Пистолет и хорошая девочка
— Эй! Я кому сказал? Стой, сука! — я слышу, как голос надрывается, срывается в визг.
— Да, пошел ты… — бросаю не оборачиваясь.
— Стой, тварь!
Он хватает меня за левое плечо, рюкзак скользит с правого. Разворачивает. Вижу перед лицом пистолет. Дыхание замирает, поясница леденеет, внутри желудка расползается бурлящий кипяток, подбородок ползет вверх, плечи назад, ноги шагают ему навстречу, рюкзак раскачивается и бьет меня по правому колену. Теперь я плохо вижу пистолет — он всего в паре сантиметров на уровне лба, расплывается в черное пятно. Я смотрю, как дрожит его рука, как лицо исказилось капризной гримасой, смотрю в его суженные глаза. Он делает шаг назад.
— Ложись!
Крик почти у самого уха. Рука с пистолетом взлетает. Хлопок. Все тонет в резком оглушающем звуке, он расходится звоном по коридорам школы, мне на плечи падают кусочки пластика из навесного потолка. Два тела падают на пол. Грохот. Возня. Мой приятель из параллельного класса сидит сверху на стрелке, заломил ему руки за спину, тот вяло вырывается и постанывает. Школа взрывается хлопками дверей, топотом ног в коридорах. Я вижу пистолет на полу. Поднимаю. Металл еще теплый, рукоятка ложится в ладонь успокаивающей тяжестью. Мои руки быстро прячут его в рюкзак.
За десять шагов до выхода, уже у лестницы, меня хватает завуч.
— Что случилось? Стрельба?
Я киваю.
— Ты там была?
Киваю.
По спине расходится дрожь — мне кажется, это вибрирует рюкзак.

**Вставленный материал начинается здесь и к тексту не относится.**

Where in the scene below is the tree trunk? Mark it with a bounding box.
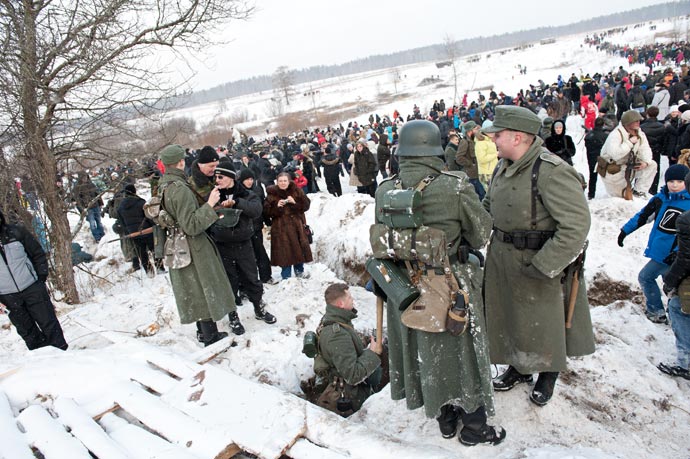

— Все живы? Ты знаешь, кто стрелял?
Я киваю, чувствуя, как уже готова разрыдаться, губы дрожат.
— Там есть тот, кто видел?
— Да. Коля! — выдавливаю я из себя, горло будто стиснуто удавкой.
— Ну хорошо! Беги домой, отдохни… ох… такой стресс, для нас всех…
Она обнимает меня, я чувствую, как ее руки касаются лямок рюкзака.
Ночь. Предки улеглись. Я выползаю из-под одеяла, зажигаю фонарик, достаю из рюкзака пистолет — кладу на подушку. В голове я слышу бабушкин голос:
— Ты моя хорошая… Хорошая девочка!
Я думаю: надо отнести его директору школы. Придется объяснить, зачем забрала, но это несложно, буду кивать — как сегодня. По позвоночнику поднимается горячая волна, та же самая, что толкала мои ноги вперед сегодня… Я беру пистолет в руки, подношу окружность дула себе ко лбу. Холод расползается, дергает скулы словно за ниточки.
— Не… ты че, сдурела? Директрисе его отдавать? Подумай лучше, кому в школе его можно толкнуть?
Холод ползет по плечам, голос продолжает:
— Да, ты права! Палево. Не надо в школе. Кому в школе у Славика можно загнать?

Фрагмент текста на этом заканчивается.